Open-source is one way to build trust. However, I also recognize that many of these "overlords" you speak of are happy to abuse their power. Who's to say that we don't open our code, only to have e.g. OpenAI fork it for their own browser? Of course, we could put restrictive licenses, but lawsuits haven't been particularly protective of copyright lately. I am interested in open-sourcing parts of our code (and there certainly is hunger for it in this post), but I am cognizant that there is a lot that goes into that decision.
> 7. What is your revenue model? If your product essentially wrestles control from site owners and reduces their optionality for revenue, your arbitrage is likely to be equal or less than the sum of site owners' loss (a potentially massive amount to be sure). It's unclear to me how you'd capture this value though, if open source.
The honest answer is TBD. I would push back on your claim that we wrestle control from site owners and reduce their optionality for revenue. While there likely will be users who say "hide this ad" (costing the site revenue) there are also users who say "move this sidbebar from left to right" or "I use {x} button all the time but it is hidden three menus in, place it prominently for easy access". I'd argue the latter cases are not negative for the site owners, they could be positive sum. Maybe we even see a trend that 80% of users make this UX modification on Z site. We could go to Z site and say, "Hey, you could probably make your users happy if you made this change". Maybe they'd even pay us for that insight?

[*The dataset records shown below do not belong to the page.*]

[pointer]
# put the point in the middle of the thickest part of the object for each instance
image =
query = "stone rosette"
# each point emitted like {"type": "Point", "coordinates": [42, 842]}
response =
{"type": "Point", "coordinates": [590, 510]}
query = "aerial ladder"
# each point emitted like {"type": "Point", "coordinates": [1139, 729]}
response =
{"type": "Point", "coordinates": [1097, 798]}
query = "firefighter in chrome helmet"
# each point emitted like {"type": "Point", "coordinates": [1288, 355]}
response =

Again, the honest answer is that I'm not certain about the business model. I am a lover of positive sum games. And in the moment, I am building something that I enjoy using and hopefully also provides value to others.
> 8. Interested in the cost and latency. If this essentially requires an LLM call for every website I visit, this will start to add up. Also curious if this means that my cost will scale with the efficiency of the sites I visit (i.e. do my costs scale with the size of the site's content).
As I noted above, this does not require an LLM call for every website you visit. You are correct that that would bankrupt us very quickly! An LLM is only involved when you actively start a generation/update request. There is still a cost and it does scale with the complexity of the site/request, but it is infinitely more feasible than running on every site.
In the future, we may extend functionality so that the core script that is generated can itself dynamically call LLMs on new page loads. That would enable you to do things like "filter political content from my feed" which requires test time LLM compute to dynamically categorize on each load (can't be hard-coded in a once-generated static script). That would likely have to be done locally (e.g. Google actually packages Gemini nano into the browser) for both cost and latency reasons. We're not there yet, and there is a lot you can do with the extension today, but there are definitely opportunities to build really cool stuff, way beyond Greasemonkey.
Wow, you really put me to work with this comment. Appreciate all the great questions!